Nach großartigen Zusammenarbeiten mit dem Rasta-Meister des Vibrato-Gesangs Horace Andy kümmerte sich Abstraktions-Experte Adrian Sherwood um einen multilingualen Frauen-im-Dub-Sampler von Chinesisch bis Polnisch für Peter Gabriels Label Real World sowie um den Remix eines ganzen Panda-Bear-Albums. Aus „Reset“ von Panda Bear & Sonic Boom machte er „Reset In Dub„.
Legendär sind Sherwoods Technik- und Konzept-Arbeit als Produzent für die britische Punk- und Post-Punk-Szene. Letztlich zählt der Londoner zur Pionier-Generation des Dub.
Ob Adrians neues Album „The Collapse Of Everything“ im engeren Sinne der Definition noch als Dub-Werk durchgeht, ist angesichts seines fehlenden Fokus auf Bässe und angesichts etüdenhafter Melodie-Strukturen fraglich. Weder improvisiert noch sonderlich affin zu Abenteuern wirken große Teile des 38 Minuten langen Instrumental-Albums.
Was sicher im Kern zum Genre zählt, ist das vertrackte und mit Effekten angereicherte „Battles Without Honour And Humanity“. Hier fiept und spratzelt es ordentlich, spielen Abstraktion und Wiederholung eine große Rolle.

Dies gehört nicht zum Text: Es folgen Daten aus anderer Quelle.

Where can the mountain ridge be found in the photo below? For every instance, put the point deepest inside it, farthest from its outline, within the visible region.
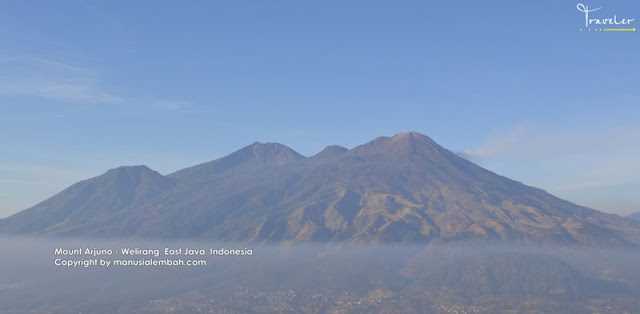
(404, 188)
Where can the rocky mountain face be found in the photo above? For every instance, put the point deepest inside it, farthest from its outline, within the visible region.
(404, 188)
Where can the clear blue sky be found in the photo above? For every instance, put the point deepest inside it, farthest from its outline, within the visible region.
(86, 86)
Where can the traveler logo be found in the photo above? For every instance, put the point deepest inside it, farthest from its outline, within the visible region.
(601, 23)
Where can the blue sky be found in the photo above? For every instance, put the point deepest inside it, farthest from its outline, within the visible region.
(86, 86)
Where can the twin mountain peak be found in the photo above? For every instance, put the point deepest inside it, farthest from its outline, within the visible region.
(404, 188)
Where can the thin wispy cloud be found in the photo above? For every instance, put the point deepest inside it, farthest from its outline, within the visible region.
(65, 82)
(526, 142)
(53, 80)
(564, 161)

Insgesamt zeigt sich „The Collapse Of Everything“ als Downtempo-Album. Bisweilen verliert es sich in grenzwertig ruhigen Passagen, in denen zu viel des Gleichmuts für einen Zusammenbruch (einen „Kollaps von allem“) herrscht.
Schuld am Crash tragen laut Cover-Abbildung die Infiltrierung der Welt mit amerikanischen Werten – kurzum der Kapitalismus und laxe Umgang mit hart erarbeitetem Geld. Mit zwei Todesfällen im engeren Kollegen-Kreis und dem Blick auf die internationale Klimapolitik empfand Sherwood den Albumtitel als passend.
Der Anspruch der Platte ist es also, mit den Mitteln von Instrumentalmusik einen Kommentar zur Zeitgeschichte und ihren apokalyptischen Anwandlungen und zum Verlust von Freunden zu liefern – dies ist ein extrem hoher Anspruch, der dunkle Drone-Klänge, zerfaserte Broken-Beats und Industrial-Lärm erwarten ließe.
Vielleicht ist es auch zu klischeehaft, mit so etwas Dystopischem zu rechnen, andererseits verliert sich Adrian leider im allzu Lieblichen. Seine musikalische Themenverfehlung raubt dem Resultat einiges von seiner Relevanz und sorgt für einen sämigen Ambient-Schönklang ohne Inhalt.
Da mag es im Verlauf zwischen dem einlullenden Eröffnungsstück und dem nicht minder sedierenden Schluss-Track auch nicht besonders zu beeindrucken, dass Brian Eno auf dieser Scheibe „The Well Is Poisoned (Dub)“ mit erschuf. Die handwerklichen Kunstgriffe wirken durch die Bank beliebig gezückt und sorgen für eine nette Hintergrund-Beschallung.